我將母親的墳墓遷到這里之后,總是會在夏末的第一個雷雨天過后去看望她。
那種濕熱的感覺更重了,我不應該穿著這么厚的外套走進墓地公園,我渾身上下都是汗,也有可能是雨水,但我忍著這種難捱的潮濕和悶熱,來到了母親的墳墓前。
在看到的照片的時候,我發現自己比想象中更為想念她,可不知為何,她的照片卻被蒙上了一層薄薄的霧,我伸出一只手,想要將相片上的灰塵抹掉。
可就在我伸出手的時候,我感覺到自己的胳膊很重,我一轉頭,發現是夾克的袖子被灌木叢的枝椏掛住了,于是我伸出手,開始對付難纏的灌木叢。

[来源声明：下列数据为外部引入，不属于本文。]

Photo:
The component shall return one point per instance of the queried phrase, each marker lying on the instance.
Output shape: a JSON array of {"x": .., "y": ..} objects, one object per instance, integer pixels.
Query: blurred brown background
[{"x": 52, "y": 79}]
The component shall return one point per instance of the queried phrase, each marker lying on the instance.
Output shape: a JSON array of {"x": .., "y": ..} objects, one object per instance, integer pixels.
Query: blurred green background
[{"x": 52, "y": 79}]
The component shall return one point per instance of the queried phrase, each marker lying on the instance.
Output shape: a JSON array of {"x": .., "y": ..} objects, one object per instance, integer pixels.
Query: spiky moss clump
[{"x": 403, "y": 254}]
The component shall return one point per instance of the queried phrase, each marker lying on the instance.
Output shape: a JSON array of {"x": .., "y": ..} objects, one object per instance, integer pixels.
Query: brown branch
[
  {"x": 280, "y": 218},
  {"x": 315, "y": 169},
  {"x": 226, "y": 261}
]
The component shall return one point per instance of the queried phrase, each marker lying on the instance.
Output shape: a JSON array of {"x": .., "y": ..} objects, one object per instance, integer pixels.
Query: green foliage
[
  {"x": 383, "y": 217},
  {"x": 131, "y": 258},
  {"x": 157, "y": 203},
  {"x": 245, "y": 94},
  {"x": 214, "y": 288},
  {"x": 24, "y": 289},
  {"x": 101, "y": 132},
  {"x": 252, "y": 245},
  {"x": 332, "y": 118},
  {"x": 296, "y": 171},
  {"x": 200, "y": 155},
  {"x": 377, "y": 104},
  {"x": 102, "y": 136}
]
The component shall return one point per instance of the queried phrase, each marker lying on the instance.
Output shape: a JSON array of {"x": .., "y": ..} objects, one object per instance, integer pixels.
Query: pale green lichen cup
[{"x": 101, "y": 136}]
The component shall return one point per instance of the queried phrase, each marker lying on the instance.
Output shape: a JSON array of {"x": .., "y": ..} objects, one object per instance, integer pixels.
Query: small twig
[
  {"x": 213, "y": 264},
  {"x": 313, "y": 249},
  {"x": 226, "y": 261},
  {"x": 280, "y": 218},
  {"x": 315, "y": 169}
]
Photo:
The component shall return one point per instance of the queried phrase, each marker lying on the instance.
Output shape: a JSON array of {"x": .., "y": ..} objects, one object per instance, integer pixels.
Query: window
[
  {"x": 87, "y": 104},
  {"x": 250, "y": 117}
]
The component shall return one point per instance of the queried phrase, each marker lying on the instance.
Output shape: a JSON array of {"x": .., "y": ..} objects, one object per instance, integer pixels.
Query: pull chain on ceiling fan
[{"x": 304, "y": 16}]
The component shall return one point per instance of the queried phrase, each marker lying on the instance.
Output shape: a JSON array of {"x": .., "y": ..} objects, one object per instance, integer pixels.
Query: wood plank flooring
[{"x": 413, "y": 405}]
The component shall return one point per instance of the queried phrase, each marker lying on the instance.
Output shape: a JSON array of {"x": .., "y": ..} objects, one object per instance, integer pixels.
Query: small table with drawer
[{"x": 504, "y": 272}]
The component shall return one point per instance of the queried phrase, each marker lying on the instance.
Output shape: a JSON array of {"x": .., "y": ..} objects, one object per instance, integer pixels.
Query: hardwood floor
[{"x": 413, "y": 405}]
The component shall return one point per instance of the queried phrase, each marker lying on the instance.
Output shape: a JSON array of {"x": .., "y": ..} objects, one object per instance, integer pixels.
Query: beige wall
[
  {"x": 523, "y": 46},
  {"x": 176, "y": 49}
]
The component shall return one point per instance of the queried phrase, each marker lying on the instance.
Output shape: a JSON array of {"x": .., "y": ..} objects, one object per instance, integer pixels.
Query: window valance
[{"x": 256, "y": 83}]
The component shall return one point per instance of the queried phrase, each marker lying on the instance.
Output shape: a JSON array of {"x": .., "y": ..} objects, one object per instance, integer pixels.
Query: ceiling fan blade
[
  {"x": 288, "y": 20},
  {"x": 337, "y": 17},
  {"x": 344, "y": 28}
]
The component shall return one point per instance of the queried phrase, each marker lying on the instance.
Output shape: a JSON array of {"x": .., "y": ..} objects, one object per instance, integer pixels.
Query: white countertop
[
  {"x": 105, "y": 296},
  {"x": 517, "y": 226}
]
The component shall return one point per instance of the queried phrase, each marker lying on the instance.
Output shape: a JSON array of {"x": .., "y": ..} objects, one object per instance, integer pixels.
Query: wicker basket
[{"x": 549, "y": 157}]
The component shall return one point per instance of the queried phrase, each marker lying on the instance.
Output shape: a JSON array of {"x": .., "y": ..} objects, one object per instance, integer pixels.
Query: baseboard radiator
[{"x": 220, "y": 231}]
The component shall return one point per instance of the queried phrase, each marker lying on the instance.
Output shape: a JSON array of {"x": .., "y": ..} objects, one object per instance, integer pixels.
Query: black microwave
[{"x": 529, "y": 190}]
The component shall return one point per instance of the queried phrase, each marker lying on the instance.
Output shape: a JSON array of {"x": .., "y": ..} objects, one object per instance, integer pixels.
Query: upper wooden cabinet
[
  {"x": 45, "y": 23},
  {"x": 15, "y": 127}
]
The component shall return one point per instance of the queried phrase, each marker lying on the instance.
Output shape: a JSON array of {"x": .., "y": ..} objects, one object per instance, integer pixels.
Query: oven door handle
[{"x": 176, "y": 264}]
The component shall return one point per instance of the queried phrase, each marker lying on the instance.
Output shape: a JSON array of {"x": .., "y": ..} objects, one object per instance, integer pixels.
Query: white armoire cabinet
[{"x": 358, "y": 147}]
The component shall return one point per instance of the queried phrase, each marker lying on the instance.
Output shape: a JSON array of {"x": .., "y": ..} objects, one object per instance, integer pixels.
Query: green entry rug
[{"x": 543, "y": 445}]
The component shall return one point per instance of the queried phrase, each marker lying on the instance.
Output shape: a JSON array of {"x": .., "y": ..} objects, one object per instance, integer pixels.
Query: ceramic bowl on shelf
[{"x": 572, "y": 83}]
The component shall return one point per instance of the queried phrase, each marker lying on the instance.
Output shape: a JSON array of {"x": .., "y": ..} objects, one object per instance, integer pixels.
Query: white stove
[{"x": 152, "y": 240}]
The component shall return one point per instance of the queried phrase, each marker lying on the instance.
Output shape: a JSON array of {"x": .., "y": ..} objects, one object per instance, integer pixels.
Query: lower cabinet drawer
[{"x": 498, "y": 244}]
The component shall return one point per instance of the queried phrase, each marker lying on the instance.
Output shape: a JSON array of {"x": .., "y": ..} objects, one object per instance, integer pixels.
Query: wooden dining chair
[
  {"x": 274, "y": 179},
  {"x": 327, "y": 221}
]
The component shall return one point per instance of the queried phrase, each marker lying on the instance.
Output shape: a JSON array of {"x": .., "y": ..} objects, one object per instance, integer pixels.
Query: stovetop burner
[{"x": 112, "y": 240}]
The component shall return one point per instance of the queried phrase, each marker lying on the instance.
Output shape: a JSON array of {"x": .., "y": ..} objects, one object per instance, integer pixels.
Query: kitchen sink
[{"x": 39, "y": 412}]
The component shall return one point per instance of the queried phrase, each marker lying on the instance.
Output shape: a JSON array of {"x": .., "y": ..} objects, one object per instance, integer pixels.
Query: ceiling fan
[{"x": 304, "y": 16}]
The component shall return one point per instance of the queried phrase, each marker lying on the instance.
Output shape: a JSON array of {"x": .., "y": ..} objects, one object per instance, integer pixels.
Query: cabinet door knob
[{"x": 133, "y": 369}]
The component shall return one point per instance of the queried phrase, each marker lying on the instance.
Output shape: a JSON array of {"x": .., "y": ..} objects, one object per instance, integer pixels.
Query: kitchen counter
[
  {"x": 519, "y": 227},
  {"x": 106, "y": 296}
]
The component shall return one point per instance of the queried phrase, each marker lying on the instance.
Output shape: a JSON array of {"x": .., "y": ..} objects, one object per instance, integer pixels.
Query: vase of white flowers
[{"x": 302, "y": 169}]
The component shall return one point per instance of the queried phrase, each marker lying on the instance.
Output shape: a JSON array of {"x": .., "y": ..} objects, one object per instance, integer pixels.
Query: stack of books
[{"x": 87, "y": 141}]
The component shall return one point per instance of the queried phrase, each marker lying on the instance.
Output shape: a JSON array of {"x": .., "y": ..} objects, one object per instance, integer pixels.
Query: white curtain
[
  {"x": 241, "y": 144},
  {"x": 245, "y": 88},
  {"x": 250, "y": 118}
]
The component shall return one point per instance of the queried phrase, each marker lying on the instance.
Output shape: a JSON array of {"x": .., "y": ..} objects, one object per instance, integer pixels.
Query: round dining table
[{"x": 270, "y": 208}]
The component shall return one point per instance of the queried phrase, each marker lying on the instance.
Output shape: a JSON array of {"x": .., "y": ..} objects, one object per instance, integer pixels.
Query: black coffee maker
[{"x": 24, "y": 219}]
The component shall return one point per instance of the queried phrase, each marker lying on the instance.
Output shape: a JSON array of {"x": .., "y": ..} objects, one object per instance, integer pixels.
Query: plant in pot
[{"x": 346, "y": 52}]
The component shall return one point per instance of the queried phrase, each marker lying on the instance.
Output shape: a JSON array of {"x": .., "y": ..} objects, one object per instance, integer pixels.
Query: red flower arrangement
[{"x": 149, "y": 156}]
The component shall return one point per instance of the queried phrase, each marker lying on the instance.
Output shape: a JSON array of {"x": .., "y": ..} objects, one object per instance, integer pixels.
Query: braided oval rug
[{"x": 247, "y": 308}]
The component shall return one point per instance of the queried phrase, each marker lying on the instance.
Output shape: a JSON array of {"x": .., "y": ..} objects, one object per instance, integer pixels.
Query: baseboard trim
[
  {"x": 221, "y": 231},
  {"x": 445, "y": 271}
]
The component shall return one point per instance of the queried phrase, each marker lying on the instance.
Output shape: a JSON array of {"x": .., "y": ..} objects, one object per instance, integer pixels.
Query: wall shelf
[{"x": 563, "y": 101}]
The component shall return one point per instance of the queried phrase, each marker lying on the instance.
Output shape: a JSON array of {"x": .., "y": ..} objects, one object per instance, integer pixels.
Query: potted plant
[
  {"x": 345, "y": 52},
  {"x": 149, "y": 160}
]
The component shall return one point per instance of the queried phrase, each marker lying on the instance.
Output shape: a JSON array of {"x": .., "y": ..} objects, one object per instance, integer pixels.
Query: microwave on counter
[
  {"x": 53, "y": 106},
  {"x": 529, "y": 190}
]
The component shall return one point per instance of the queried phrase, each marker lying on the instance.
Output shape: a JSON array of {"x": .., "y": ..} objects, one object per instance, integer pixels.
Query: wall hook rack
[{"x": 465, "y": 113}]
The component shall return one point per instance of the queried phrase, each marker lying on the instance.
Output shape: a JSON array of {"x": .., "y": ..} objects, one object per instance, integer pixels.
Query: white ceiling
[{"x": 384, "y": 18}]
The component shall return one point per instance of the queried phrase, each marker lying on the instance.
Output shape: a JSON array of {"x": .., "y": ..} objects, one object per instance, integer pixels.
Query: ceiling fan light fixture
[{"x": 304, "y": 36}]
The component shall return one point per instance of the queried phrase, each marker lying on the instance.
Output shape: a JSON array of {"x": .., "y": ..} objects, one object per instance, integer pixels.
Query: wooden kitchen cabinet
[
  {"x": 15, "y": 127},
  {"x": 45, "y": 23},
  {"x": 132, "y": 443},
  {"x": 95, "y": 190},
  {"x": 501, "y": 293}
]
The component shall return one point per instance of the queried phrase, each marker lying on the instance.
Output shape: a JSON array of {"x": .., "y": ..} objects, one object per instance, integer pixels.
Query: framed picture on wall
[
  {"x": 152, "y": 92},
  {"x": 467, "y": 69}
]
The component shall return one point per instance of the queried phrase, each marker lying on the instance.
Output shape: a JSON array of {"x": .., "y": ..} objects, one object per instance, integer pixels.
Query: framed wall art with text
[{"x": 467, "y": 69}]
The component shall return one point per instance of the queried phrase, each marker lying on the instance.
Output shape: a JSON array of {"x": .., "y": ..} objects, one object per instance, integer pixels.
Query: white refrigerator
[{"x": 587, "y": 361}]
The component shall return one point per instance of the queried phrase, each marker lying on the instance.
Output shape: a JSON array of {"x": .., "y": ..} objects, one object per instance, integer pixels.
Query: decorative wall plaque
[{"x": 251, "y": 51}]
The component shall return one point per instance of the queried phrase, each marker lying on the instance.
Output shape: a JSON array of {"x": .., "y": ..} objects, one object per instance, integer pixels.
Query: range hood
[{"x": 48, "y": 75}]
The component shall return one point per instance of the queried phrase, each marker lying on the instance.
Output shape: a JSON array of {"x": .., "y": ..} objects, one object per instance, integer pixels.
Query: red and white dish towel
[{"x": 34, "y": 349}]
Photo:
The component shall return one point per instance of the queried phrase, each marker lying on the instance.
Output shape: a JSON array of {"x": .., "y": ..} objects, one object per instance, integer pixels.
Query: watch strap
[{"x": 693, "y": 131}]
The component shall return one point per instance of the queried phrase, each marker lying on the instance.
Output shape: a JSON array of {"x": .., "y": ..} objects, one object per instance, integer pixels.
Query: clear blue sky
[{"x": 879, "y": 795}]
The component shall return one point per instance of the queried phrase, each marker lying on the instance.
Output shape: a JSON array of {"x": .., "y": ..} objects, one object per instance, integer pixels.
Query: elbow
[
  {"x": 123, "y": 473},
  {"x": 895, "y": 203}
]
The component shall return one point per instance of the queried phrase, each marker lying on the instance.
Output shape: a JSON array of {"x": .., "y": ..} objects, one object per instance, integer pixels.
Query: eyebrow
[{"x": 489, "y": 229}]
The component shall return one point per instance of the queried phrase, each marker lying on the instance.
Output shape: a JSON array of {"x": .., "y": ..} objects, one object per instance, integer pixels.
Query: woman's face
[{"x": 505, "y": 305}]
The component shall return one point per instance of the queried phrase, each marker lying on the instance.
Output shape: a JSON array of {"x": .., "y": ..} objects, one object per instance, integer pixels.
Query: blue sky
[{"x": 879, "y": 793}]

突然,余光之中,覆蓋在相片上的霧氣散去了,我母親的眼睛變成了兩個空洞,我嚇得收回了手,跌坐在地上,可卻感覺到手臂一痛。
再醒來時,我發現自己躺在醫院的病床上,旁邊小動物均勻的鼾聲提醒我,這才是現實,而我那只受傷的胳膊上的繃帶完全散開了。
當皮膚被剝去之后,經過處理的皮下組織呈現一種棕黑色,無數破碎的血管擠出的血液粘稠的糾纏在一起,當我看到它的第一眼,我感覺到一種發自內心的惡心。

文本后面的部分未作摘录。